First time question poster so I hope the below is clear enough :).
Problem summary: Can a Holder and Verifier safely use ECDH for a Challenge-Response protocol where:
- the Holder proves possession and control over a private key $d$ using material that a trusted Issuer signs, and
- the Verifier learns no correlation handle (e.g., Holder public key $Q_d= dG$)?
Details and research: In previous posts, the Verifier either knows the Holder public key (c.f. 55195) or focuses on security properties that arguably do not apply to the proof of possession context (e.g., PTR-PAKE by Jarecki et al 2015). Here, the challenge-response protocol would be broken if:
- The Verifier learns a correlation handle from the protocol (e.g., the public key $dG$).
- The Holder can generate a proof of possession without being in control of $d$.
- The Verifier successfully verifies a proof of possession that does not include $d$.
Protocol suggestion
Given an elliptic curve over $GF(p)$ with the generator $G$ of order $order$:
Issuer steps:
- uses a PRNG to generate, $r \in [1, order-1]$.
- generates the point $Q_r=rG$
- multiplies the Holder public key with $r$ to generate $Q_{dr}=$ECDH$(r, Q_d)$.
- issues a signature over points $P = (Q_r, Q_{dr})$ to the Holder
The Holder presents $P$ to a Verifier. After validating the Issuer signature, the Verifier continues with:
- using a PRNG to generate scalars, $(m,n) \in [1, order-1]$.
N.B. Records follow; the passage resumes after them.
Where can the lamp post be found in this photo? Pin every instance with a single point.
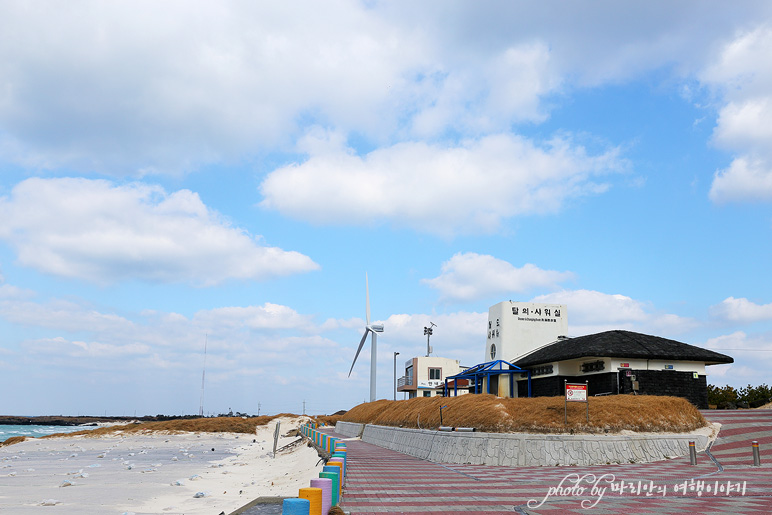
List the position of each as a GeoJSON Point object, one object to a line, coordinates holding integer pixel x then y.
{"type": "Point", "coordinates": [395, 375]}
{"type": "Point", "coordinates": [428, 333]}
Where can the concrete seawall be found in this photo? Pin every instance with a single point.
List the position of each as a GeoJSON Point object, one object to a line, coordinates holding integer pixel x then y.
{"type": "Point", "coordinates": [349, 429]}
{"type": "Point", "coordinates": [525, 450]}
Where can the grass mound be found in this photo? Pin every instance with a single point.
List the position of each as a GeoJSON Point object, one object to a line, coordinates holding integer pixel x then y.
{"type": "Point", "coordinates": [489, 413]}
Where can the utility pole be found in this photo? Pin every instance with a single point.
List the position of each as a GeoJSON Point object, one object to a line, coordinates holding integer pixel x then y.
{"type": "Point", "coordinates": [395, 375]}
{"type": "Point", "coordinates": [428, 332]}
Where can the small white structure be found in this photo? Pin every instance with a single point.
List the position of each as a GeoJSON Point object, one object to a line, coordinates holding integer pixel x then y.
{"type": "Point", "coordinates": [517, 328]}
{"type": "Point", "coordinates": [425, 376]}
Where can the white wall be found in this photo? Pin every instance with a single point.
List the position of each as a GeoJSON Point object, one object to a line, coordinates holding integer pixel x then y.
{"type": "Point", "coordinates": [517, 328]}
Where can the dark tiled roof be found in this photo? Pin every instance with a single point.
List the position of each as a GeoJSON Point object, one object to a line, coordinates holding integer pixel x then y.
{"type": "Point", "coordinates": [621, 344]}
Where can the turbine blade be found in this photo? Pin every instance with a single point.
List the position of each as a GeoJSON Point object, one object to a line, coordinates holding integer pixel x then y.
{"type": "Point", "coordinates": [361, 344]}
{"type": "Point", "coordinates": [367, 293]}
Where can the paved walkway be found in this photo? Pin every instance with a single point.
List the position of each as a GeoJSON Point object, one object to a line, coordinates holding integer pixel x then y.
{"type": "Point", "coordinates": [384, 481]}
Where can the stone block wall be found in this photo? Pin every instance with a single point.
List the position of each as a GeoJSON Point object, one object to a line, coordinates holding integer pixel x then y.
{"type": "Point", "coordinates": [528, 450]}
{"type": "Point", "coordinates": [349, 429]}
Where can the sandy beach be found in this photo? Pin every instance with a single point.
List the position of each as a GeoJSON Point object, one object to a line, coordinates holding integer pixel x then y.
{"type": "Point", "coordinates": [191, 473]}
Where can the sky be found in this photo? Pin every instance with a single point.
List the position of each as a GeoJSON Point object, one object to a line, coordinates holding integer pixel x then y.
{"type": "Point", "coordinates": [190, 186]}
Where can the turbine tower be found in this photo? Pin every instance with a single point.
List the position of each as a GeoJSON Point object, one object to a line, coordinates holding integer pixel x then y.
{"type": "Point", "coordinates": [372, 330]}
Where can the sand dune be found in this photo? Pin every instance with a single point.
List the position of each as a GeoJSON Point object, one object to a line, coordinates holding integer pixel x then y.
{"type": "Point", "coordinates": [190, 473]}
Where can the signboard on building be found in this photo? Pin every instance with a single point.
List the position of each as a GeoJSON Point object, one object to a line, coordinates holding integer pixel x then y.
{"type": "Point", "coordinates": [576, 392]}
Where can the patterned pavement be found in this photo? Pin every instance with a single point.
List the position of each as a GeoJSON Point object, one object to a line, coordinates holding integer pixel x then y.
{"type": "Point", "coordinates": [723, 481]}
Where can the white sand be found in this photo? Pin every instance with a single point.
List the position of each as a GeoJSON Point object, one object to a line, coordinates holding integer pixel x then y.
{"type": "Point", "coordinates": [135, 474]}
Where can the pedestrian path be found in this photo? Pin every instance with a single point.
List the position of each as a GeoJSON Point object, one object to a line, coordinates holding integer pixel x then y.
{"type": "Point", "coordinates": [384, 481]}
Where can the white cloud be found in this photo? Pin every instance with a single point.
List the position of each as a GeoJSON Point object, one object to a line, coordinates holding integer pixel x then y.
{"type": "Point", "coordinates": [746, 179]}
{"type": "Point", "coordinates": [471, 276]}
{"type": "Point", "coordinates": [741, 310]}
{"type": "Point", "coordinates": [268, 316]}
{"type": "Point", "coordinates": [97, 231]}
{"type": "Point", "coordinates": [139, 87]}
{"type": "Point", "coordinates": [752, 354]}
{"type": "Point", "coordinates": [742, 76]}
{"type": "Point", "coordinates": [468, 188]}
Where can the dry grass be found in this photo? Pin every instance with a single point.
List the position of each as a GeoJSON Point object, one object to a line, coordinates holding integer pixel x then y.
{"type": "Point", "coordinates": [195, 425]}
{"type": "Point", "coordinates": [12, 440]}
{"type": "Point", "coordinates": [489, 413]}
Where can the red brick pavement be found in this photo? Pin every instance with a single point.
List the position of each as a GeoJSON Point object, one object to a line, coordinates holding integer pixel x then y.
{"type": "Point", "coordinates": [384, 481]}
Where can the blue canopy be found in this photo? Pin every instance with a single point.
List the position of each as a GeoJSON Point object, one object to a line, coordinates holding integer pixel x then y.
{"type": "Point", "coordinates": [488, 369]}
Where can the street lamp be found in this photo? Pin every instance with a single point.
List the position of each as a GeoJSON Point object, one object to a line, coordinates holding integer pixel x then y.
{"type": "Point", "coordinates": [395, 375]}
{"type": "Point", "coordinates": [428, 333]}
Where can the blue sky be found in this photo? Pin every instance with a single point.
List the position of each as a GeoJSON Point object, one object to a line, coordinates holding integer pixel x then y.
{"type": "Point", "coordinates": [185, 172]}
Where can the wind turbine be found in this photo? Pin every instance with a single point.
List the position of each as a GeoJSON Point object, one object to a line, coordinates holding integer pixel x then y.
{"type": "Point", "coordinates": [372, 330]}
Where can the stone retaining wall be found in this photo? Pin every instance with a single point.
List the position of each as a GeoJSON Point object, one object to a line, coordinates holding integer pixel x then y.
{"type": "Point", "coordinates": [527, 450]}
{"type": "Point", "coordinates": [349, 429]}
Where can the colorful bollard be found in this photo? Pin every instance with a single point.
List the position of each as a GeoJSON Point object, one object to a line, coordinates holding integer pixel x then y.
{"type": "Point", "coordinates": [337, 462]}
{"type": "Point", "coordinates": [295, 507]}
{"type": "Point", "coordinates": [325, 485]}
{"type": "Point", "coordinates": [337, 471]}
{"type": "Point", "coordinates": [342, 457]}
{"type": "Point", "coordinates": [335, 489]}
{"type": "Point", "coordinates": [314, 496]}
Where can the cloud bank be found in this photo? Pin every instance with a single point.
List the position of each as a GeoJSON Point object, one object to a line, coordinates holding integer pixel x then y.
{"type": "Point", "coordinates": [101, 232]}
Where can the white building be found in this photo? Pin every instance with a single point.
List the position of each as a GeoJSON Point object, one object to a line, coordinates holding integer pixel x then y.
{"type": "Point", "coordinates": [517, 328]}
{"type": "Point", "coordinates": [425, 375]}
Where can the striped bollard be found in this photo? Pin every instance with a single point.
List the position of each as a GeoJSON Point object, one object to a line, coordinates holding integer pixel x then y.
{"type": "Point", "coordinates": [314, 496]}
{"type": "Point", "coordinates": [335, 470]}
{"type": "Point", "coordinates": [332, 475]}
{"type": "Point", "coordinates": [295, 507]}
{"type": "Point", "coordinates": [325, 485]}
{"type": "Point", "coordinates": [338, 456]}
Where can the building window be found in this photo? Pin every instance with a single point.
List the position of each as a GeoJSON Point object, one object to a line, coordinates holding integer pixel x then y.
{"type": "Point", "coordinates": [593, 366]}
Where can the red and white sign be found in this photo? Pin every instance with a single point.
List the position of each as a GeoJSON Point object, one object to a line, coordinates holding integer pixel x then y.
{"type": "Point", "coordinates": [576, 392]}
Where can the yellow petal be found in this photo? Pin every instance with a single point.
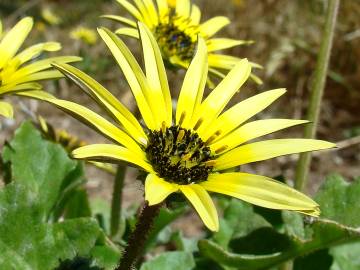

- computes the two challenge points $C = (Q_{rm} = m \cdot Q_r, Q_{drn} = n \cdot Q_{dr})$
- sends $C$ to the Holder.
The Holder:
- uses ECDH to generate the two x-coordinates of the points $R = (x_{drm}=(d \cdot Q_{rm}).x, x_{d^2rn}=(d \cdot Q_{drn}).x)$
The Verifier continues with:
- checks that neither of the values in $R$ correspond to an x-coordinate of the challenge points in $C$.
- computes $(m^{-1}, n^{-1})$
- uses the values in $R$ to recover any of the two possible y coordinates (we denote recovered point as $Q'$) to generate the four response points for testing: $T = (m^{-1} \cdot [Q'_{drm}, Q'_{d^2rn}], n^{-1} \cdot [Q'_{drm}, Q'_{d^2rn}])$.
- accept the response if exactly one x-coordinate of a point in $T$ is equal to a point in $P$
(See update below) As an additional question, and if the above is secure, would a non-interactive alternative be possible by replacing the challenge generation with a random oracle access? For instance, the Holder can generate the challenge pair from a presentation session id and $P$ using a cryptographic hash function e.g., c = SHA512(P || session_id) and m,n=c[:32], c[32:].
Update to the non-interactive part:
Knowing the values $(m,n)$ and $P$ seemingly allows the computation of the correct output even without possession of $d$. With challenge $c_1$ for $Q_r$ and $c_2$ is for $Q_{dr}$, an attacker could generate a random point $S$ and then flip the challenge in the response and compute the x-coordinates of the pair $(ECDH(c_1, Q_{dr}), S)$. Or?
And if the non-interactive part is not possible, the protocol can be simplified, as suggested in the comments, by only focusing on the ecdh input point. This would change steps 5,6,8 and the following verification steps.
The Verifier only has to generate generate scalar $m \in [1, order-1]$ and the challenge becomes $C = m \cdot Q_r$.
The Holder now only has to compute $R=ECDH(d, C)$ and the Verifier could compare $R$ with $ECDH(m, Q_{rd})$.